Hello.
I have a scenario where I am running multiple runs where I create a new model, train it for a number of epochs in a loop, and then test the trained model after all these epochs. I am running multiple runs to gather averaged statistics. I would like to deallocate all unnecessary memory between each run to ensure that the timing is “fair”. I have managed to deallocate the memory (except the memory marked pretraining memory) between runs but using the memory snapshot there are two memory allocations which are persisting across runs. Please see the image.

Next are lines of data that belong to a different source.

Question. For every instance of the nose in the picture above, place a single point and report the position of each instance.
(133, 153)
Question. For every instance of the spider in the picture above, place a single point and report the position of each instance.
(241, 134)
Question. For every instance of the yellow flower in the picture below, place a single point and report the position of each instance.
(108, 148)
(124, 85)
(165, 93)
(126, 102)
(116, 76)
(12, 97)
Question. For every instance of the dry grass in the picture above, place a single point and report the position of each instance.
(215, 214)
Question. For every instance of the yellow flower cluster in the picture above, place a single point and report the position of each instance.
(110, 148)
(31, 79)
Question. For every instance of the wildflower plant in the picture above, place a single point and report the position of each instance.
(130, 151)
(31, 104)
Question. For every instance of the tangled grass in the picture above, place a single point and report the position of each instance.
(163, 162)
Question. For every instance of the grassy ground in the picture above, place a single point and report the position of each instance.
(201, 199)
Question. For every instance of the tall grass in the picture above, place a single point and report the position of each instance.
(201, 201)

One of these seems to be memory allocated for backprop. When I comment out loss_train.backward() it isn’t allocated. Another seems to be memory allocated for the forward pass of the model as when I replace output = model.forward() with a random tensor it isn’t allocated.

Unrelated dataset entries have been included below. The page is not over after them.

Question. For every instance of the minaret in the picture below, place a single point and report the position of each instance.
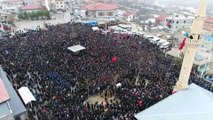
(191, 47)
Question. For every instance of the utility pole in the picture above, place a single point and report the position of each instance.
(191, 47)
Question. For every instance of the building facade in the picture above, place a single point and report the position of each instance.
(178, 22)
(102, 11)
(60, 5)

To try and deallocate the memory I have tried
optimizer.zero_grad(set_to_none=True)
model.zero_grad(set_to_none=True)
torch.cuda.synchronize()
for param in model.parameters():
if param.grad is not None:
del param.grad # Delete gradients
del model
del optimizer
gc.collect()
torch.cuda.empty_cache()
Using del + clearing cache has managed to free most memory between runs except these two blocks. Can anyone help with a way to force this memory to be deallocated between runs? I can post the memory snapshot information for the blocks if this is helpful. Thanks very much.